There are other researchers who are looking at sectoral issues and also shifts between different sectors. A lot of people have been studying the energy sector for some time now. But researchers are also looking at traffic and the workplace: how can they be made more environment-friendly? Traffic experts, for instance, no longer like master plans that separate the workplace and the home because that means people have to commute long distances. As a result, the key objectives of traffic planning now are to reduce traffic volume, the distance travelled and the time spent in travelling.

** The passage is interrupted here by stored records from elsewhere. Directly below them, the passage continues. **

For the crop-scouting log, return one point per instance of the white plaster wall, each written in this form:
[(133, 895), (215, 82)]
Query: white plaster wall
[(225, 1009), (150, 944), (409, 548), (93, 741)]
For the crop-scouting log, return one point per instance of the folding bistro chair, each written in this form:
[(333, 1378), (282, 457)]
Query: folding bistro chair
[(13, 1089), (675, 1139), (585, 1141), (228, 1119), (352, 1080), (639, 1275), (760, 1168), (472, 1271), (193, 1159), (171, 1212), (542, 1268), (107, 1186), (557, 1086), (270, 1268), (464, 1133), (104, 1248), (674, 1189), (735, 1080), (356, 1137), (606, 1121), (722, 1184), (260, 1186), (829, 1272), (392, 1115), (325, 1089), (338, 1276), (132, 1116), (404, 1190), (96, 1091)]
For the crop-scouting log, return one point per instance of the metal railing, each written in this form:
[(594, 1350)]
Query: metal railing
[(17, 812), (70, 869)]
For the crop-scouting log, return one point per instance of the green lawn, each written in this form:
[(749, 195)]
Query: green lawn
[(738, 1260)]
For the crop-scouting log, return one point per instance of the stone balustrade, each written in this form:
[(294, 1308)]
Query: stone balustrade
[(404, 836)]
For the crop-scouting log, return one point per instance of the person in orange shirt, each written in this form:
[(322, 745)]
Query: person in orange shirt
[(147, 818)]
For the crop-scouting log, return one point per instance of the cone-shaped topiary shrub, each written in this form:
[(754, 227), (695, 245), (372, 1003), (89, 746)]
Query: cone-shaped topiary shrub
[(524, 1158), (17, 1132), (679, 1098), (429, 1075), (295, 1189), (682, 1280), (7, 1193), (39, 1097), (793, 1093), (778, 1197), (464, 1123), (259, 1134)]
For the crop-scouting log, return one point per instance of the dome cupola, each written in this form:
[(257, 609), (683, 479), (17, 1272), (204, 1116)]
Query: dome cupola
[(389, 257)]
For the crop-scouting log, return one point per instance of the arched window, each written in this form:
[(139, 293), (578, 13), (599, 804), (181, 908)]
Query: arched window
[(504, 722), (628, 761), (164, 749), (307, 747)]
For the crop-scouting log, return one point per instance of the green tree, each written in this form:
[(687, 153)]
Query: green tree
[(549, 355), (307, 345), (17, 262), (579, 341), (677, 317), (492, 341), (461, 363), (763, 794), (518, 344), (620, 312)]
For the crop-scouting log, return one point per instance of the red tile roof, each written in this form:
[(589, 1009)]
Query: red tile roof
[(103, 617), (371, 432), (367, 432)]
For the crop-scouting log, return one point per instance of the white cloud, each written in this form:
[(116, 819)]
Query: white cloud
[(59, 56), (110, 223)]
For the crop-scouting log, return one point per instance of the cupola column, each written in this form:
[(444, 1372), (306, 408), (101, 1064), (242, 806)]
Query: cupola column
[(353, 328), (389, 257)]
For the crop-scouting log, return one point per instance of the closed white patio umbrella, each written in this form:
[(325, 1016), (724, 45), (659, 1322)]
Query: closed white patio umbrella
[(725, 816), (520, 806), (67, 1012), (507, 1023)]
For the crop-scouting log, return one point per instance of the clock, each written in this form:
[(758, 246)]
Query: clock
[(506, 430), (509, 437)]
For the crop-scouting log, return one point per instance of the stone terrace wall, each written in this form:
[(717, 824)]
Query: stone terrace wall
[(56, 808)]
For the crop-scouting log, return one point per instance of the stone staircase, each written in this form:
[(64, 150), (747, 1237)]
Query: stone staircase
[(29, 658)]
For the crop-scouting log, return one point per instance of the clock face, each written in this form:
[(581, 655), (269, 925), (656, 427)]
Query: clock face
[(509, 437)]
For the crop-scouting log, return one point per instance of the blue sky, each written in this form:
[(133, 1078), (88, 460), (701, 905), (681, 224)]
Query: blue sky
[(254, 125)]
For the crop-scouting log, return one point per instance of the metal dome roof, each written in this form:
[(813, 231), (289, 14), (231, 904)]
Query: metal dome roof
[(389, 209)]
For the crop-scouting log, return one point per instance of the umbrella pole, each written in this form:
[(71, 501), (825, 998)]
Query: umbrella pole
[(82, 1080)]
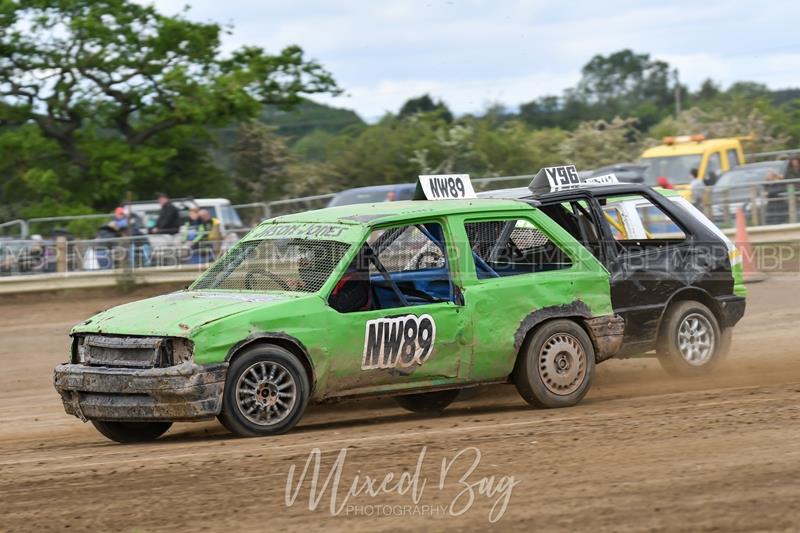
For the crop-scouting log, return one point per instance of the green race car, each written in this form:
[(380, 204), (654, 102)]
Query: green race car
[(415, 300)]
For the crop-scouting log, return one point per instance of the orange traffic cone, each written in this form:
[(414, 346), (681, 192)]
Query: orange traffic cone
[(749, 270)]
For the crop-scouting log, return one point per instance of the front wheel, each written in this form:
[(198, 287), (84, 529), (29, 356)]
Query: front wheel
[(427, 402), (129, 432), (691, 342), (555, 365), (266, 392)]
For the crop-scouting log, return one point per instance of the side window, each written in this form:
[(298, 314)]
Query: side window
[(614, 218), (657, 227), (733, 158), (397, 267), (657, 224), (512, 247)]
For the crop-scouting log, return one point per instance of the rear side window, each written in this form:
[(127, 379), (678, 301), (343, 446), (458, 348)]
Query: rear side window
[(657, 224), (503, 248)]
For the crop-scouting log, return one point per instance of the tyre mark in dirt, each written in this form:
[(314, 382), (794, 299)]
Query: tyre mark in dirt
[(212, 449)]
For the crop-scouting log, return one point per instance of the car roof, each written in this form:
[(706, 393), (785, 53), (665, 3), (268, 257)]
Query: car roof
[(560, 196), (386, 187), (383, 212)]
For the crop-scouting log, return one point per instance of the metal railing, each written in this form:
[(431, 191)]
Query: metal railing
[(123, 254), (764, 204)]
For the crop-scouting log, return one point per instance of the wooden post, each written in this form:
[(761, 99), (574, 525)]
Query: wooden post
[(726, 206), (754, 209), (61, 254), (707, 201)]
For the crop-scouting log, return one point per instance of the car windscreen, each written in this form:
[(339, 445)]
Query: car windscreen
[(676, 168), (291, 264)]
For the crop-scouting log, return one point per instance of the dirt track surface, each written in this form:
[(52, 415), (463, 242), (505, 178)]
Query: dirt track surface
[(642, 452)]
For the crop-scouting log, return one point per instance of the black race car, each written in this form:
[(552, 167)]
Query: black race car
[(675, 278)]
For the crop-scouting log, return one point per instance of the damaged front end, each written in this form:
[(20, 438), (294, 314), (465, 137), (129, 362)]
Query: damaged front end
[(136, 378), (607, 333)]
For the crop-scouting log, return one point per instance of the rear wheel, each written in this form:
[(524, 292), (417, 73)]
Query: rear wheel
[(427, 402), (555, 365), (691, 343), (266, 392), (128, 432)]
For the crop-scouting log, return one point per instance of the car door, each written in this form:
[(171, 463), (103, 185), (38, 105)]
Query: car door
[(396, 314), (648, 264), (517, 265)]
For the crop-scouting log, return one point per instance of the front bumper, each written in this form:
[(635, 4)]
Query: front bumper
[(607, 333), (182, 392), (732, 308)]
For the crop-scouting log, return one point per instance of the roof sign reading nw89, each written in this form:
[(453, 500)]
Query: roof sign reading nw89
[(445, 187)]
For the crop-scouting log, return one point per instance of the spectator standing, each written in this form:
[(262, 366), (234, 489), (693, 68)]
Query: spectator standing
[(169, 220), (793, 171), (214, 232), (697, 188), (777, 211)]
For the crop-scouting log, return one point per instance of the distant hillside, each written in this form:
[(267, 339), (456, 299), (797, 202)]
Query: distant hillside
[(309, 116)]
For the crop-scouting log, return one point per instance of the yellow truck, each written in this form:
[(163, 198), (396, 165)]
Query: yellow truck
[(677, 156)]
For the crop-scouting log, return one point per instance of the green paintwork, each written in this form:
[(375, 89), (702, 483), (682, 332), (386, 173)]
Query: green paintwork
[(475, 342)]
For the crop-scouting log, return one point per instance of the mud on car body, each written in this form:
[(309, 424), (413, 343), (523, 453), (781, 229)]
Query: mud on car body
[(676, 279), (415, 300)]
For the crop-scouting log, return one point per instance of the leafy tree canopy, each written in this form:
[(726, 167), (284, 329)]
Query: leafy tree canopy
[(117, 91)]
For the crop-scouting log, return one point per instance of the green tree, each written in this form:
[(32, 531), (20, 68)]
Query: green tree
[(425, 104), (597, 143), (126, 93), (260, 159)]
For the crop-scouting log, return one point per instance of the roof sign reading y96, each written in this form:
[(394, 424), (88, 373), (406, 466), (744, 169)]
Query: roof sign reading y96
[(562, 178), (605, 179), (556, 179), (445, 187)]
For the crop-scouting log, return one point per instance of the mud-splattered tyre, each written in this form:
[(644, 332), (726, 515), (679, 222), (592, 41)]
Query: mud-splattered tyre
[(129, 432), (266, 392), (555, 365), (427, 402), (691, 342)]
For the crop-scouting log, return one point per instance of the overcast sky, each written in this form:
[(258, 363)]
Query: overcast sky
[(472, 53)]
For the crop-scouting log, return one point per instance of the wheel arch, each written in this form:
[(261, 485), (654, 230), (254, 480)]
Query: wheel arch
[(283, 340), (577, 312), (690, 294)]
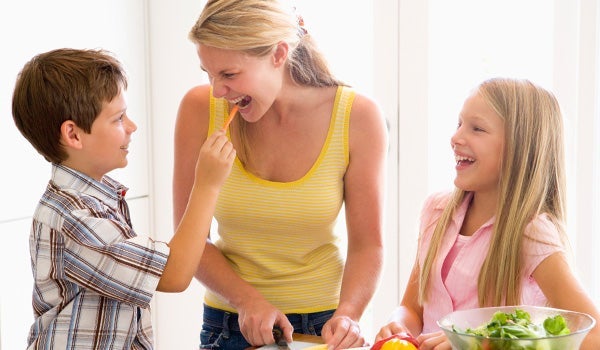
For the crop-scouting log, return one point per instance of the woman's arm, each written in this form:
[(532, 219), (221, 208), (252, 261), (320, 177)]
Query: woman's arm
[(563, 291), (363, 199)]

With technology becoming more and more environment-friendly, there is no reason to keep work and residence apart. Work should not be further than the distance a bicycle can take you conveniently. Walking should be promoted. In other words, instead of large cities running on cars, there should be compact settlements with multi-modal transport and multiple land use. As it is not possible to completely change the traffic system already in place in Germany, one of the experts argued they should be looking at settlement structures instead. Retrofitting good ideas into existing bad structures is not always going to be easy, but some solutions can definitely be found.

Johannes Rau, a key leaders of the Social Democratic Party in Germany and prime minister of NRW, could not attend the meeting because the party's own conference was going on at the same time. But at a dinner engagement, he urged the participants to appreciate that "less can mean more". And in his speech, read out in absentia, he expressed his confidence that NRW would be able to achieve the ecological transformation for the province was already a world leader in environmental management, with more than a thousand firms selling ideas and products to keep the world green.

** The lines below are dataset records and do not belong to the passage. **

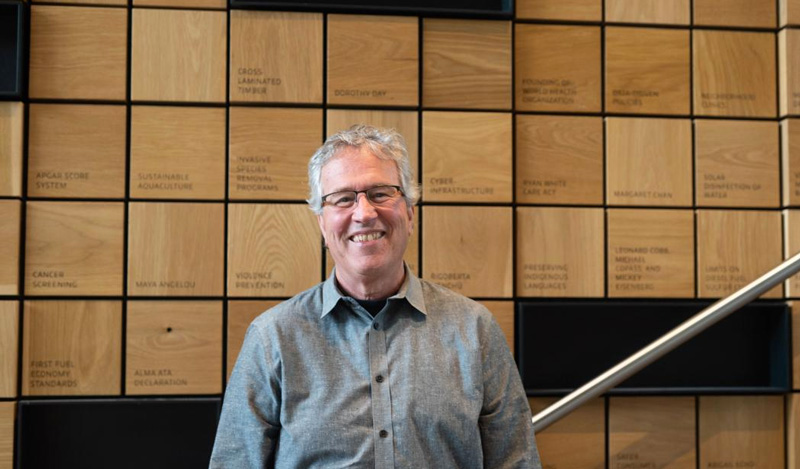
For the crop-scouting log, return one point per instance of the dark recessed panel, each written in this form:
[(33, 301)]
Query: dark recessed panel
[(563, 345)]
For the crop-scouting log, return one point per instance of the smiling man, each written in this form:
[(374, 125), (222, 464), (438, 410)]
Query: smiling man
[(373, 368)]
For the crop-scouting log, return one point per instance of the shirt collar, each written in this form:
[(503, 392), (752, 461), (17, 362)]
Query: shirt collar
[(411, 290)]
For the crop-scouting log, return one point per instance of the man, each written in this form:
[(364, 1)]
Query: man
[(373, 367)]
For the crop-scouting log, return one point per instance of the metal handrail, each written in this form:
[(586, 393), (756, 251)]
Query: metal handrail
[(669, 341)]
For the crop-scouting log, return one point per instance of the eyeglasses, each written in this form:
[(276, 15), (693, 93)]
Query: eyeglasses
[(379, 195)]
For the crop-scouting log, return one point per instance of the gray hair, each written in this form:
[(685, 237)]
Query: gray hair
[(386, 144)]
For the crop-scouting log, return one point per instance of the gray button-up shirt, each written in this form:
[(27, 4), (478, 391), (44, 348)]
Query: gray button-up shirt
[(428, 382)]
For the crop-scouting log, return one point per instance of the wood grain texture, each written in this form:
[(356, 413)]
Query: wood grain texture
[(734, 73), (548, 263), (269, 152), (178, 55), (468, 249), (737, 163), (174, 347), (575, 442), (734, 247), (72, 348), (650, 253), (276, 57), (175, 249), (9, 345), (78, 52), (12, 117), (177, 152), (273, 250), (74, 248), (647, 70), (557, 68), (11, 214), (373, 60), (741, 431), (738, 13), (648, 11), (466, 64), (76, 151), (467, 157), (569, 10), (559, 159), (240, 314), (652, 432), (649, 161)]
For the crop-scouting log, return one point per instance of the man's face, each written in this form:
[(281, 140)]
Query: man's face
[(389, 224)]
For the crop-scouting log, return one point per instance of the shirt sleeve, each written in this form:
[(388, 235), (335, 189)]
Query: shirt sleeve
[(249, 426), (505, 424)]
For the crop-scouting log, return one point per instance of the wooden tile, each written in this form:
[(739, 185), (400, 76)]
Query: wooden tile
[(557, 68), (734, 73), (466, 64), (76, 151), (78, 52), (269, 152), (373, 60), (72, 348), (174, 347), (649, 161), (177, 152), (734, 247), (175, 249), (548, 265), (74, 248), (647, 70), (466, 157), (737, 163), (468, 249), (178, 55), (276, 57)]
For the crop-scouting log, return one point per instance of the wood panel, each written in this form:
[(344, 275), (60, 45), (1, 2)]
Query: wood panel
[(468, 249), (548, 263), (273, 250), (178, 55), (652, 432), (174, 347), (177, 152), (466, 64), (741, 431), (269, 152), (557, 68), (737, 163), (649, 161), (373, 60), (11, 214), (739, 13), (76, 151), (78, 52), (648, 11), (74, 248), (9, 345), (734, 247), (276, 57), (175, 249), (575, 442), (12, 117), (650, 253), (72, 348), (734, 73), (240, 314), (467, 157), (647, 70), (568, 10), (559, 159)]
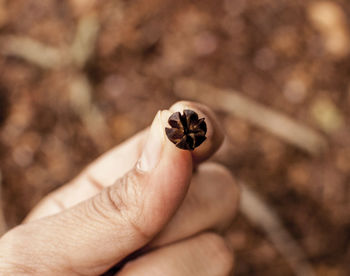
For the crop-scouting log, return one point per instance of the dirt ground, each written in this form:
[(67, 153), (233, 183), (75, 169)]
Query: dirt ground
[(77, 77)]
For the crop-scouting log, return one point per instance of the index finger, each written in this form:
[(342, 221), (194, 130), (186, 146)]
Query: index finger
[(116, 162)]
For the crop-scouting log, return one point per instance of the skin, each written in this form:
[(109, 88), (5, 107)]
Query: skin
[(175, 213)]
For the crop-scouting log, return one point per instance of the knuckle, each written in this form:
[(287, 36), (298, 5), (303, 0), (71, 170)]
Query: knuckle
[(221, 256), (123, 201)]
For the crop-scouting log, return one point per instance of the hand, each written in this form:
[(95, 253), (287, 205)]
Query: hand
[(161, 207)]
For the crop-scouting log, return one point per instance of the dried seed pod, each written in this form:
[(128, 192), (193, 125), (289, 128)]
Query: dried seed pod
[(187, 130)]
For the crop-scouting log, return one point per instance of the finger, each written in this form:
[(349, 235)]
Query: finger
[(97, 233), (210, 204), (118, 161), (202, 255)]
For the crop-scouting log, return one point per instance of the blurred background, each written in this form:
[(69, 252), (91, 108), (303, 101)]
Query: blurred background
[(79, 76)]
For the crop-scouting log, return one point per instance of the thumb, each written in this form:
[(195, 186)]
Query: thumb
[(99, 232)]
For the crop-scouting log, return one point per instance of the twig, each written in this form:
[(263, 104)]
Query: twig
[(259, 213), (33, 51), (3, 224), (235, 103), (85, 39)]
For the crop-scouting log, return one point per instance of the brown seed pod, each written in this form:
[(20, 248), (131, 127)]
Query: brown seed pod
[(187, 130)]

Providing the impetus for all these people -- from politicians to industrialists -- are the new consumers who reveal a high level of self-determination in the way they lead their lives and who do not value themselves simply by how much they own as compared to others. Gerhard Scherhorn of the University of Hohenheim presented empirical evidence to show that there is now a substantial number of "autonomy-oriented", independent-thinking consumers who do not just want to accumulate more and more things, but think more about what they will do with these possessions once they buy them.

This type of consumer behaviour is strongly correlated with high levels of education -- the longer the educational period, the more independent the consumer behaviour. Such people spread through the society as highly qualified professionals, and because they are rich, they influence the economy considerably. Some two-thirds of the German GNP passes through consumers' pockets.

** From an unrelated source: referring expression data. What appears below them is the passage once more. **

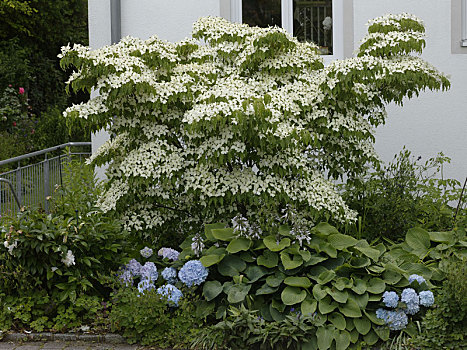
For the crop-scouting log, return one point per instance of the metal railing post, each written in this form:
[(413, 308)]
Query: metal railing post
[(46, 184)]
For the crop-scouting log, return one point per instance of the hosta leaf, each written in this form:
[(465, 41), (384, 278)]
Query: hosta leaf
[(293, 295), (238, 244), (293, 281), (273, 244), (291, 262), (326, 305), (268, 259), (340, 241), (350, 308), (362, 324), (212, 289), (337, 320), (342, 340), (223, 234)]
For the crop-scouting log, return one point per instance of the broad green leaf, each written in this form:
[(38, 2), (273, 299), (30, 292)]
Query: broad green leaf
[(291, 263), (223, 234), (325, 337), (273, 244), (293, 281), (351, 308), (209, 227), (326, 305), (337, 320), (376, 286), (293, 295), (237, 293), (268, 259), (231, 266), (325, 229), (308, 306), (238, 244), (362, 324), (254, 273), (212, 289), (342, 340), (319, 292), (326, 276), (210, 260), (340, 241)]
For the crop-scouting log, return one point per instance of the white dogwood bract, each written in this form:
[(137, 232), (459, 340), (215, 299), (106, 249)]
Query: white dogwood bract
[(239, 118)]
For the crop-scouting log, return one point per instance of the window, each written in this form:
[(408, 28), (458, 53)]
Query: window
[(317, 21)]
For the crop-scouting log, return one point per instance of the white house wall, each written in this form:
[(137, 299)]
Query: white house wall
[(435, 121)]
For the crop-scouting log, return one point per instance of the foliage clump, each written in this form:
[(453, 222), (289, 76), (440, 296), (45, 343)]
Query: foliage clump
[(240, 120)]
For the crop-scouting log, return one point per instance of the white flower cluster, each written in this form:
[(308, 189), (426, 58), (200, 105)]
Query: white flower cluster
[(240, 116)]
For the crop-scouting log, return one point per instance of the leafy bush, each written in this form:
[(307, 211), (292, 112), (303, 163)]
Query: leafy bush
[(402, 195), (148, 319), (241, 120), (445, 327)]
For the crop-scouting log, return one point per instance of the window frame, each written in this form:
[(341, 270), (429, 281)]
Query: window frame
[(287, 23)]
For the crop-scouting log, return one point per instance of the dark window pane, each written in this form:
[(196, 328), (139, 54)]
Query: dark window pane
[(262, 13), (313, 22)]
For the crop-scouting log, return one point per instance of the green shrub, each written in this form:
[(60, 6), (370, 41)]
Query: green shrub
[(149, 320), (402, 195), (445, 327)]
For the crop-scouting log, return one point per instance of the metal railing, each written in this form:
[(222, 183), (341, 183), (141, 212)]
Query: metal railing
[(31, 184)]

How delighted should an environmentalist be with these developments? It all depends on your political leanings and your own ideological perspectives. Said Wolfgang Sachs, an environmental analyst at the Institute of Cultural Sciences in Essen, "Radicalism has gone out of the green movement now." He argued that German capital has assimilated green concerns more than in any other country. And German capital and polity are clear the green ethic can be incorporated into the system of markets and competition, and its big dream is that it can still lead the world in the industrial arena. In the face of this extraordinary co-option, the only criticism that the greens can now offer is "too slow and not enough", observed Sachs.

To clinch his point, he took me to the huge breakfast spread in the mega-hotel, where we were talking. A notice proudly said: "Umweltfruhstuck" or "environmental breakfast". This was because nothing on the table had any packaging. Germans have taken strong steps to reduce waste by cutting down on unnecessary packaging. "But," added Sachs, "nobody, of course, is questioning why we need such a hotel?"